Physiological and Psychological Benefits of Walking

Emily Morbey writes on the convenience of walking makes its health benefits achievable for many, while urban design improvements in accessibility increasingly facilitate wheeling

Originally published on on 13 April 2021

Emily Morbey
BA (Hons) Human Sciences, University of Oxford
On behalf of the Oxford COVID-19 Evidence Service Team
University of Oxford
Correspondence to

Walking or wheeling – active mobility in a wheelchair – are forms of exercise which are accessible for many people. The convenience of walking makes its health benefits achievable for many, while urban design improvements in accessibility increasingly facilitate wheeling. Understanding the nature of these health benefits, and the best way to achieve them, has become a primary focus for many researchers and practitioners. This emerging evidence can assist urban planners and designers to produce urban environments which allow these benefits to be realised.

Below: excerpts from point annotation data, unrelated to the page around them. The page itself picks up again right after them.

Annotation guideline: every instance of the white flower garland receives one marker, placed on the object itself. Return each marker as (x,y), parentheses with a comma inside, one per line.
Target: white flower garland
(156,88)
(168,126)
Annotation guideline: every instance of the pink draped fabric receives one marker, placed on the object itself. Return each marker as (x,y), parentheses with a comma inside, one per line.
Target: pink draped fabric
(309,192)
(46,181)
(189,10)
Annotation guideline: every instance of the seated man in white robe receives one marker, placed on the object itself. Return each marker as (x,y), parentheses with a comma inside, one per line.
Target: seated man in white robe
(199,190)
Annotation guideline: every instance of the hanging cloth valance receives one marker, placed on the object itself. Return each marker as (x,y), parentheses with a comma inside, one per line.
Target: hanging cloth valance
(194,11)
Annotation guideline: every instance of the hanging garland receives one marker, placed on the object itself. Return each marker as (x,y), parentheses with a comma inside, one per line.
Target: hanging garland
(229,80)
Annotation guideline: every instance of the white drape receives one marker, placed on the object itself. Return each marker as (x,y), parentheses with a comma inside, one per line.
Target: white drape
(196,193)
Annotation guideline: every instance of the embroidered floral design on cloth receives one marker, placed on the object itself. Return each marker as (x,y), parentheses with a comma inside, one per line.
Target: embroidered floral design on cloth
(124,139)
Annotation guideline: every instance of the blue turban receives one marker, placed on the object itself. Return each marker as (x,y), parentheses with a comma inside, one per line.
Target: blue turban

Image: “Walking…” by Hipnos is licensed under CC BY-SA 2.0

The physiological health advantages of walking and active travel include improvements to body composition, cardiovascular fitness, diastolic blood pressure, and glucose metabolism. These benefits can act both to improve existing health, and to help prevent many illnesses. Such benefits may ultimately provide protection against chronic diseases such as cardiovascular disease, type II diabetes, and coronary heart disease, as well as providing relief for cancer patients and survivors and improved quality of life in stroke survivors. The specifics of how walking can reduce type II diabetes risk and cardiovascular disease risk, are increasingly being revealed. For example, a systematic review showed that those who regularly engaged in physical activity of moderate intensity had a 30% lower risk of type II diabetes. In addition, a cross-sectional study of 400 individuals showed that walking for at least 30 minutes, on at least five days per week resulted in lower levels of pro-inflammatory markers associated with the pathogenesis of the disease. This shows that walking can reduce the risk and severity of type II diabetes.  Walking also has health benefits specifically related to pregnancy, with the potential to reduce risk of preeclampsia and preterm birth.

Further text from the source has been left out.